This February marks the 95th year of the official celebration of Black History Month, a month set aside to acknowledge and honor the work of generations of African Americans who have made a mark on history, and forever changed the American cultural landscape.
Here in HISD, schools across the district celebrate the month with a wide variety of programs and curriculum that help educate students on the impact of Black Americans, both today and throughout our history.
“Teaching our students the history of African Americans in this country is essential to a well-rounded education,” Interim Superintendent Dr. Grenita Lathan said. “We hope that everyone reflects on the people who have indelibly shaped our world and changed the course of history.”
The event was first celebrated in February 1926 for just a week, chosen specifically to include the birthdays of both Abraham Lincoln and Frederick Douglass, two pioneers in the plight of African Americans.

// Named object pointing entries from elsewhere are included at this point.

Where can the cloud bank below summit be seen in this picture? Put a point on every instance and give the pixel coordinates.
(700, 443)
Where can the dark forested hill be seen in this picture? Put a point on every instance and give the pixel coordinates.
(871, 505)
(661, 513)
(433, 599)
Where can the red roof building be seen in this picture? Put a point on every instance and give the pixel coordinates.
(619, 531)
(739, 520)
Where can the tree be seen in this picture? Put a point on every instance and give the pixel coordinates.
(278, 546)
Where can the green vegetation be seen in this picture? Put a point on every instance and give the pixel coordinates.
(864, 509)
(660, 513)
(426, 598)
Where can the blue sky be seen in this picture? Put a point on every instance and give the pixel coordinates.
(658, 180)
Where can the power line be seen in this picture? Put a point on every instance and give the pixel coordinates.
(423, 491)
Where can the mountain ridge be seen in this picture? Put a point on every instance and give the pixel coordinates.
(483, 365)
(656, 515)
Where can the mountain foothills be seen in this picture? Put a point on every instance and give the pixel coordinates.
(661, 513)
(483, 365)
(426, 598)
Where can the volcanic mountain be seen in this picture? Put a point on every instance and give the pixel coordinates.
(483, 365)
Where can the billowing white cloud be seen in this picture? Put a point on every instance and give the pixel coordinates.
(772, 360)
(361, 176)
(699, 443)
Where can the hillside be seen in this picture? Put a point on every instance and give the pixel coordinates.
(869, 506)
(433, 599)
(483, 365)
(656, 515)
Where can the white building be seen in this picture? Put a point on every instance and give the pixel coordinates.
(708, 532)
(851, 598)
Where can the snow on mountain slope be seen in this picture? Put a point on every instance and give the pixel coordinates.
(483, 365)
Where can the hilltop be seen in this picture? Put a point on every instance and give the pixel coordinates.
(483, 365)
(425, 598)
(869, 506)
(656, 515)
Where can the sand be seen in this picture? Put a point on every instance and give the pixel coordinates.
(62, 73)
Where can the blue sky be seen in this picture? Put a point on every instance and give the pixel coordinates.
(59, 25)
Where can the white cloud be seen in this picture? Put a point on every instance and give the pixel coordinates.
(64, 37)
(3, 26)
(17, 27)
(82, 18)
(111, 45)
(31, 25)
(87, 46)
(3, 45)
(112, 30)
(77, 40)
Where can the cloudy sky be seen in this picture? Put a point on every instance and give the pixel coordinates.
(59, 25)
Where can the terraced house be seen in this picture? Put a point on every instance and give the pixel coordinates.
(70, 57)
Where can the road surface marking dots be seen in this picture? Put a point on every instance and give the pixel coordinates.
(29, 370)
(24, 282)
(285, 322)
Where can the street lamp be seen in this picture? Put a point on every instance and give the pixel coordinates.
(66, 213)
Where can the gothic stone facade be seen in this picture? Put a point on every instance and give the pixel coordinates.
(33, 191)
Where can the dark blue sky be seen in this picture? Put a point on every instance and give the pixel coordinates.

The response was immediate and enthusiastic. Black history clubs popped up all over the nation, schools utilized the new resources to educate students, and people from all over endorsed the effort. By the time the Civil Rights Act was enacted in 1964, Black History Month had become a central and vital part of African American life.
A decade later, in 1976, President Gerald R. Ford urged Americans to “seize the opportunity to honor the too-often neglected accomplishments of black Americans in every area of endeavor throughout our history.” So, 50 years after the first effort, the celebration of Black history was extended to a full month.
Since then each American president has issued official proclamations every February to mark Black History Month.
“Even though February is set aside as Black History Month, we hope that our students and teachers learn about the contributions of African Americans throughout the year,” Lathan said. “Houston is one of the most diverse cities in the country, and we hope that our students are able to learn about the full diversity of their home.”